Probably the most important takeaway here is the fact that the Google Removal tool doesn’t actually remove pages from Google’s index. They’re actually still in Google’s index. Rather, the Google Removal Tool actually just hides those URLs from being shown at the time of a search. As in, they don’t show up in the search engine results. As I’ve mentioned before, the Google Removal Tool actually just hides those URLs in Google search engine results pages for 90 days. Every 90 days you need to use the tool again to “hide” the URLs. There’s a chance that those URLs will come back after 90 days.
Are you confused? Yes, probably just as confused as I am at this point. The name of the Google Removal Tool has the word removal in it. So, we assume that the tool actually removes web pages from Google’s index. However, what we have learned after this LinkedIn fiasco, is that the tool only really hides the URLs from the search engine results pages so they don’t show up in the search engine results.
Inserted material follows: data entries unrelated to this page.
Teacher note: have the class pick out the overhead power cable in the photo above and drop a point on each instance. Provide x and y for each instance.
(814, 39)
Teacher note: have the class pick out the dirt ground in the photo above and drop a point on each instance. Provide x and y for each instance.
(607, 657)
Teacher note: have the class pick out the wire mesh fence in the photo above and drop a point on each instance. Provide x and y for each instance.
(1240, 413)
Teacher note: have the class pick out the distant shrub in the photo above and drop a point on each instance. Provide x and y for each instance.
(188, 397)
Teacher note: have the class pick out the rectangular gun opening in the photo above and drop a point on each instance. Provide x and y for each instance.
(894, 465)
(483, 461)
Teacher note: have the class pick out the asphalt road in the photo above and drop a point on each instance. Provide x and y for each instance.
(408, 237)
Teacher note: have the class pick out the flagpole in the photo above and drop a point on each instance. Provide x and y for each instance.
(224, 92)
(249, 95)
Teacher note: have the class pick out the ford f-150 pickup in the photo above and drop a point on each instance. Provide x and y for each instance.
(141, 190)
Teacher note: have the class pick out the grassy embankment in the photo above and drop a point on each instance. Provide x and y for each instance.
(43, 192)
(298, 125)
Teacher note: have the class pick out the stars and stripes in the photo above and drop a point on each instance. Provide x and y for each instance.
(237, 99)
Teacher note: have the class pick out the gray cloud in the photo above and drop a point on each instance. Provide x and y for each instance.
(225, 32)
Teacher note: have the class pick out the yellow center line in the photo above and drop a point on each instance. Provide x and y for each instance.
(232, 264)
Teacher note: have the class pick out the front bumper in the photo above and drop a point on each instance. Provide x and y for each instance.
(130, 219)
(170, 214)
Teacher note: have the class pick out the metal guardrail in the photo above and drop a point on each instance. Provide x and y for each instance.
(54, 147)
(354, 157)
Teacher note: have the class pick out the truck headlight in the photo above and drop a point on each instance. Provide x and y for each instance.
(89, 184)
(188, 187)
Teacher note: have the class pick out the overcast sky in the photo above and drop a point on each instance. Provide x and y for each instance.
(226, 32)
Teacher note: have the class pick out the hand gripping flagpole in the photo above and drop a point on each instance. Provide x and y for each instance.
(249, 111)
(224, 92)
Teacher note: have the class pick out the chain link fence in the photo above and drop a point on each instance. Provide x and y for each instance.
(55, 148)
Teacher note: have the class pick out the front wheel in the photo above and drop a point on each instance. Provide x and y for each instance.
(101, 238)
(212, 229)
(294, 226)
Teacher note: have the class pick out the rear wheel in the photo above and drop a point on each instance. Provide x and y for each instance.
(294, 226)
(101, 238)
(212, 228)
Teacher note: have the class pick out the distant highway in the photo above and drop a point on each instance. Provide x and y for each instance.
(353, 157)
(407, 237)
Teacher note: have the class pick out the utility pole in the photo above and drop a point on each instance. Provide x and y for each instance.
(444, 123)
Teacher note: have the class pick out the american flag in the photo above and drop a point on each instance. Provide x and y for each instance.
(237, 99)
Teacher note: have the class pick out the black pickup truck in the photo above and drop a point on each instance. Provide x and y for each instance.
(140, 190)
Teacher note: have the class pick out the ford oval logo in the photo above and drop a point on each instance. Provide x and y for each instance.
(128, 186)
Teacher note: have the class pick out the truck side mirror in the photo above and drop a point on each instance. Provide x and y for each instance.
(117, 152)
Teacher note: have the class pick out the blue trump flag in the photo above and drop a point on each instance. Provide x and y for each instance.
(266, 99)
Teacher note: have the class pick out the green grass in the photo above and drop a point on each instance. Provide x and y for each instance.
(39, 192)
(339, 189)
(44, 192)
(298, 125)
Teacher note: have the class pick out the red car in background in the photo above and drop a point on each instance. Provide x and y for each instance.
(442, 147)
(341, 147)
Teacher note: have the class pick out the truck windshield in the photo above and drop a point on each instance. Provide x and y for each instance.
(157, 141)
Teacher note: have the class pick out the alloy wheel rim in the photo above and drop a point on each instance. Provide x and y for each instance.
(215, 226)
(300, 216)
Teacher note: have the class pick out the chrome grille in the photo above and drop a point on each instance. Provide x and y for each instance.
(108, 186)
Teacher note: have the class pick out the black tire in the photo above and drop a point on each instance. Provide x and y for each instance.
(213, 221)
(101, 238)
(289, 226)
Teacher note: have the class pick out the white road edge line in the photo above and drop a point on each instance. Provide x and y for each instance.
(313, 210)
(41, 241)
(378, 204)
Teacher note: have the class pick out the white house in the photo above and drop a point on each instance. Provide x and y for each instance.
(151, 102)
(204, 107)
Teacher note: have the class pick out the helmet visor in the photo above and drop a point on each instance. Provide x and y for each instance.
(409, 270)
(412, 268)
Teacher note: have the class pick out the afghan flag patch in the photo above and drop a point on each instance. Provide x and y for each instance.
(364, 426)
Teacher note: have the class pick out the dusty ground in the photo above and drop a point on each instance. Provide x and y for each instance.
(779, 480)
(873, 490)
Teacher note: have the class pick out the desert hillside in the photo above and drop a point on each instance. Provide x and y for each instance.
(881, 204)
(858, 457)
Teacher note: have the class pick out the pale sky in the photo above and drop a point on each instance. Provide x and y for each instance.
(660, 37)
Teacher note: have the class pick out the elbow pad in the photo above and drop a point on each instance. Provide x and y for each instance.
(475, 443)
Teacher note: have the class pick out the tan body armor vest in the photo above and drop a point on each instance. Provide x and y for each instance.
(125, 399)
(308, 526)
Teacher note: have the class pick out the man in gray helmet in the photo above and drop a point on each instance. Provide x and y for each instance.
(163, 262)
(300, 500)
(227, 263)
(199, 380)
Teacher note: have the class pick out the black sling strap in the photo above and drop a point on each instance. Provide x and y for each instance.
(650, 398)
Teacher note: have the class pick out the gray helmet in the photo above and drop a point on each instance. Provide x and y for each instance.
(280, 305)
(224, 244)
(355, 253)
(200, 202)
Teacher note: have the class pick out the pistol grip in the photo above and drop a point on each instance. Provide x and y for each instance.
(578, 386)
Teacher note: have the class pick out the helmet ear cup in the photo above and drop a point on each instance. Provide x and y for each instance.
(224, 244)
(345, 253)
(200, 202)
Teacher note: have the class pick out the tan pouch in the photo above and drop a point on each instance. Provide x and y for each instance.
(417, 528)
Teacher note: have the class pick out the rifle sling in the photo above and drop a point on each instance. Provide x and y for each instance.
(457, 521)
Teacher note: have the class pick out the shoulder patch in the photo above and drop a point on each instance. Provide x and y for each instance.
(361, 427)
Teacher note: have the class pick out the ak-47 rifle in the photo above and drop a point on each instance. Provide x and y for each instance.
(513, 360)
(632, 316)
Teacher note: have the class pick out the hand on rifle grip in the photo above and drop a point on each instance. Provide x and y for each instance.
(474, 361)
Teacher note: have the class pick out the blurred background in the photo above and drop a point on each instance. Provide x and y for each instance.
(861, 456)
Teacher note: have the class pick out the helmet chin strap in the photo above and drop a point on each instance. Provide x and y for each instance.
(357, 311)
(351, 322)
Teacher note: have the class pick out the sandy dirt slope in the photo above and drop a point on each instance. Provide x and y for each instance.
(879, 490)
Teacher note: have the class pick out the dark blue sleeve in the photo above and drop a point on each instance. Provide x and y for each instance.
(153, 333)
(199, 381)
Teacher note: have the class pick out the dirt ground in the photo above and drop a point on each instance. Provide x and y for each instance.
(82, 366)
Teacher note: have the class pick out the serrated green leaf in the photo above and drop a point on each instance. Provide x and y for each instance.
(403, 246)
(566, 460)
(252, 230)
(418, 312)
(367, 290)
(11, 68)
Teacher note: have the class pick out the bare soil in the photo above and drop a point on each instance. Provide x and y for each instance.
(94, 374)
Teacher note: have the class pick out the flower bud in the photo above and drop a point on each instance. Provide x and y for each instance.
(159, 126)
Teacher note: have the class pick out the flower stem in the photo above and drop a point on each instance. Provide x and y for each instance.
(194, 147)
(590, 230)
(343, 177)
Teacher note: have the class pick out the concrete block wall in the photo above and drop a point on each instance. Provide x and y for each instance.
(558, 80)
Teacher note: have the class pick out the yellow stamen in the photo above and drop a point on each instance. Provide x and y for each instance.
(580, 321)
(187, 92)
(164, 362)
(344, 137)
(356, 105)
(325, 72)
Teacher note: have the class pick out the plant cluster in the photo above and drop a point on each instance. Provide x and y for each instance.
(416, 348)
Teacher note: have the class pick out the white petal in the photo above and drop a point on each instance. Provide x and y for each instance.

They’re still in Google’s index.
So What Do You Do Now?
At this point, if you truly want Google to remove web pages from their search engine index you need to completely remove those pages from your web server–or make sure that a “410 Gone” is served in the server header. Also, you need to remove all of the internal links pointing to those URLs on your website, as well as make sure they are removed from the website’s XML sitemap file(s), as well. Google’s crawlers will crawl them and remove them from their index, but it may take some time. If you’re truly in a hurry, and need URLs from showing in the search engine results pages quickly, then you still need to make sure they’re delivering a “410 Gone” in the server header for that URL. At this point, I would only use the Google Removal Tool for URLs that desperately need to be removed. For example, URLs that contain sensitive data. Keep in mind that using the tool only hides the URLs and doesn’t really remove them.